Israeli airstrikes killed at least 28 Palestinians in Rafah early on Saturday, hours after Israel's prime minister said he asked the military to plan for the evacuation of hundreds of thousands of people from the southern Gaza city ahead of a ground invasion.
Benjamin Netanyahu did not provide details or a timeline, but the announcement set off widespread panic.
Overnight into Saturday, three airstrikes on homes in the Rafah area killed 28 people, according to a health official and Associated Press journalists who saw the bodies arriving at hospitals. Each strike killed multiple members of three families, including a total of 10 children, the youngest three months old.
In Khan Younis, the focus of the current ground combat, Israeli forces opened fire at Nasser Hospital, the area's largest, killing at least one person and wounding several, said Ashraf al-Qidra, a spokesman for the Gaza Health Ministry.
Smoke billowing during Israeli bombardment over Khan Yunis in the southern Gaza Strip on Friday. AFP
He said medical staff are no longer able to move between the facility’s buildings because of the intense fire. He said 300 medical personnel, 450 patients and 10,000 displaced people are sheltering in the hospital.

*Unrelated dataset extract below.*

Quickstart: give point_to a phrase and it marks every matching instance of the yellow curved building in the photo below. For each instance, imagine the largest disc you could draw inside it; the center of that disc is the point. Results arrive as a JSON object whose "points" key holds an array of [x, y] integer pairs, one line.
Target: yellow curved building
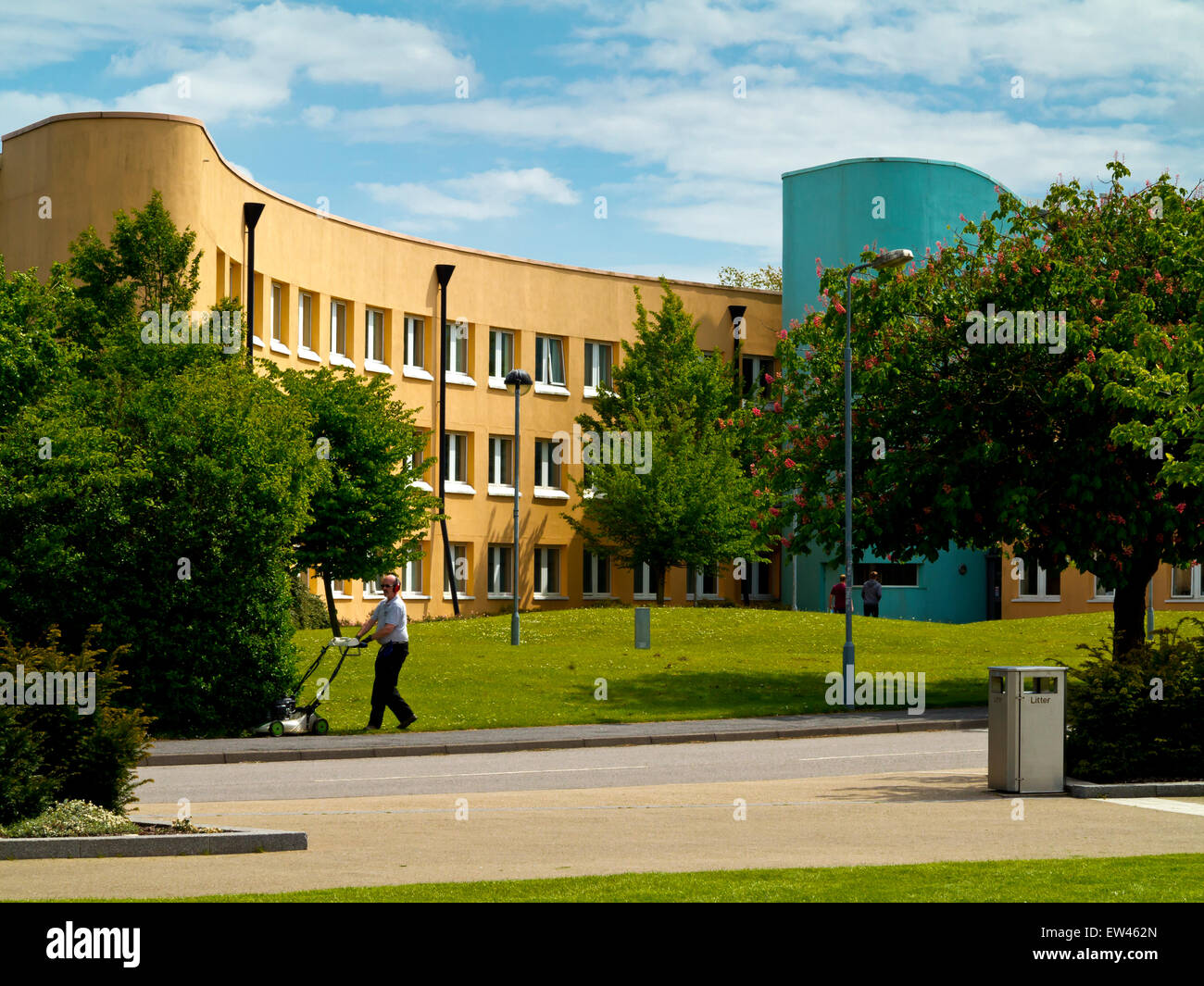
{"points": [[333, 292]]}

More than half of Gaza's 2.3 million people are packed into Rafah, many after being uprooted repeatedly by Israeli evacuation orders that now cover two-thirds of Gaza's territory. It's not clear where they could run next.
Word of the invasion plans capped a week of increasingly public friction between Netanyahu and the Biden administration. US officials have said an invasion of Rafah without a plan for the civilian population would lead to disaster.
Palestinians survey the damage to a building after an Israeli airstrike in Rafah, Gaza Strip, on Friday. AP
Israel has carried out airstrikes in Rafah almost daily, even after telling civilians in recent weeks to seek shelter there from ground combat in the city of Khan Younis, just to the north.